百骑司原本不止百余人,但只有一百人的兵额被划分到武安这里,另外从河西军中调动的百余人再加上三百名各军选拔出的精锐,凑出这么一支五百兵额的千骑司。
武安原本在河西还有数十名既是同乡又是手下的同袍兵卒,如果最后一战不那么惨烈的话,以后武安在军中发展的根基就是他们。
现在,他只能退而求其次,梁信和张武都是不错的选择。
梁信为人谨慎,却又偶尔表现出激进的一面,他的第一判断就是朝廷在给千骑里面掺沙子。
“队正手下能管的兵额不止五十人,这儿是京城,虽说喝兵血的情况也有,但上头查得紧,不会太过离谱,所以......”
梁信斟酌着措辞,缓缓道:
“也就是说,如果不算我和张武,另外四百人里面至少要出八个队正。”
队正上头,并没有更高阶的武官负责上传下达,意味着武安要直接从无到有,直接开始接手一个数百人的衙门。
武安先前在河西,跟着黑齿常之,看得多学的也多,但他也不过是一个队正。
如果武安现在默认自己就是天子和天后手里的刀,随便他们什么时候扔,那他当然不用担心这个衙门的运转问题。
甚至从梁信的角度反过来看,这八名队正实际上并不是对他的限制,而是天子或是天后考虑到了他的实际操作能力,故意多增加中层军官,以减轻武安调动人手时的困难。
武安摩挲着手里的文书,目光再一次扫上那些名字和籍贯出身官职,他按下心里的阴郁,开口道:“先前让你们搜罗的那些有关于李府的消息,进展如何了?”
梁信立刻回答道:
“大多是捕风捉影的消息,但李府门上迎来送往,应酬极多,收受贿赂的情况也不是没有,包括族人私底下代为说和各种事情,真要查的话,肯定能掀起很多事情。”
“但我想要更准确一点的消息。”
武安放下手里的文书,淡淡道:
“你们两个的想法还是太简单了点,我让你们去查事情,你们只知道带着那群手下在各处打探询问消息。
反过来说,你们大可以试着去直接接触李府上的人,买通他们府上的婢女管事,让那些人替我们去看和听。”
天子和天后肯定不知道,后世有一个神秘的组织叫锦衣卫,
但稍微有点脑子的统治者,对于这种特务机构的建立往往极为热衷,武安判断这夫妻俩手里八成各有各的情报来源,但武安希望能做到一家独大。
同时,自己手下带的人也不可以真成了什么锦衣卫,而必须是一支......军队。
上头的那两位当然不会同意,但武安同样不喜欢被人压着——他上辈子头顶最多是有领导,但绝对没有什么天命所归的皇帝!
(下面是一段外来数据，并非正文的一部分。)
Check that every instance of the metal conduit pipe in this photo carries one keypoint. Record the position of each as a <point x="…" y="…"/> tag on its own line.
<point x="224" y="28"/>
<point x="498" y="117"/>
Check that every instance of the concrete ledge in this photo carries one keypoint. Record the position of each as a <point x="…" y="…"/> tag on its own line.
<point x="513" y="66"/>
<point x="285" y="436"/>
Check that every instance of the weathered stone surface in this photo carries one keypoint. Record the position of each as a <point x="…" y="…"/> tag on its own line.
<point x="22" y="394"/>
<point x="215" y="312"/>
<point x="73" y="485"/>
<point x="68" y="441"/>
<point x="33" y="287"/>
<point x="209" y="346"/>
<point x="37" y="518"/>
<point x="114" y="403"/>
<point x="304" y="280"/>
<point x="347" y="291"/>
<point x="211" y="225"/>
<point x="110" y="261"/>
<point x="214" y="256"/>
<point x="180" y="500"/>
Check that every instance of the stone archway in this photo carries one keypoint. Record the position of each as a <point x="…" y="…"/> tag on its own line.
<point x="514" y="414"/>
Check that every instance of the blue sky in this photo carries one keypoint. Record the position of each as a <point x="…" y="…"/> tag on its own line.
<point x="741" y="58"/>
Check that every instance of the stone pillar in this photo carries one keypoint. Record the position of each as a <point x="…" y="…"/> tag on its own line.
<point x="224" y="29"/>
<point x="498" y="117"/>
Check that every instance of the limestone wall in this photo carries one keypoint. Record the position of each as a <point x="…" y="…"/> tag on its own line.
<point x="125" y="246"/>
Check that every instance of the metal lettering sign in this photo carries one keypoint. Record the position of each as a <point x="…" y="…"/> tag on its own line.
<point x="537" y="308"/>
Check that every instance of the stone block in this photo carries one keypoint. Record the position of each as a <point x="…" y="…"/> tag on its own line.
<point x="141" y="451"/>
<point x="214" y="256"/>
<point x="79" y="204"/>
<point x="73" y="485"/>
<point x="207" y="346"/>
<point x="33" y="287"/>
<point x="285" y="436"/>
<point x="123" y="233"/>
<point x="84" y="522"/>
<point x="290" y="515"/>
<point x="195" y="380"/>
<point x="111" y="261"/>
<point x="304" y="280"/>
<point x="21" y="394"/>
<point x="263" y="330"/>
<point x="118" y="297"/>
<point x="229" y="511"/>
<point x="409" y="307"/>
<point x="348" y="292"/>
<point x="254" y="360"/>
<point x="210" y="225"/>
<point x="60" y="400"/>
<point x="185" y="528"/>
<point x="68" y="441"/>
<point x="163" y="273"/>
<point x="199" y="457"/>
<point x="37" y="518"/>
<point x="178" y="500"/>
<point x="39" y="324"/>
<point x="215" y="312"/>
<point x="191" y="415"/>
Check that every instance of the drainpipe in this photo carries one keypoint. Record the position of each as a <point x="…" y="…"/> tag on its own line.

书房内很安静,梁信和张武能看出他在思考,但是都在静静的等着;
不过前者是因为相信武都尉能做出正确的决定,而张武纯粹就是被武安几次有意无意的死整和威逼利诱,终于被整服帖了。
“算了,这毕竟是朝廷的意思,就算我手下都是新来的,总不能把他们踹了我自己安排几个人上去吧。”
武安看了他们一眼,有意无意道:
“天后刚安排我接手百骑司的时候,能调动起来跟我出门的也就零零散散百十个人手,除了你们个个都是羽林军中选出来的精锐,
其余呢,刀是宫里的其他人用了多少年传到你们手上的,甲是禁军裁汰下来的,死沉死沉的,甲片又生了锈,放在边关上,就算是底层战卒都不一定乐意穿。”
他看着面前这两个不知道在想什么的都尉,开口道:
“百骑司先前有多少人手,我反正不清楚,但你们也看到了,百骑司现在已经扩充到了千骑营,日后,一千二千三千人都不是不可能,甚至是弄个左右万骑军出来......”
到时候,自己这个裨将都算不上的镇将,当个正儿八经的一军将主,你们两个到时候也少不了高官厚禄。
果毅都尉的位置,其实真的已经不低了,但武安不相信自己面前的两个人不想继续往上爬。
在他们眼里,自己果毅都尉的官职并不是朝廷赏赐,而是靠着武安的关系,直接给他们安排了下来。
就算是张武,心里对这件事也是门儿清。
“朝廷是想让我们做事,要不然不可能多给我这么多东西,但是......”
武安缓缓起身,淡然道:
“朝廷就多给了这么些人手,发了几百把刀,除此之外,什么弓弩,甲胄,钱粮待遇,一样都没有,又想让马儿跑,又想不给草,天底下哪有这么不讲道理的事?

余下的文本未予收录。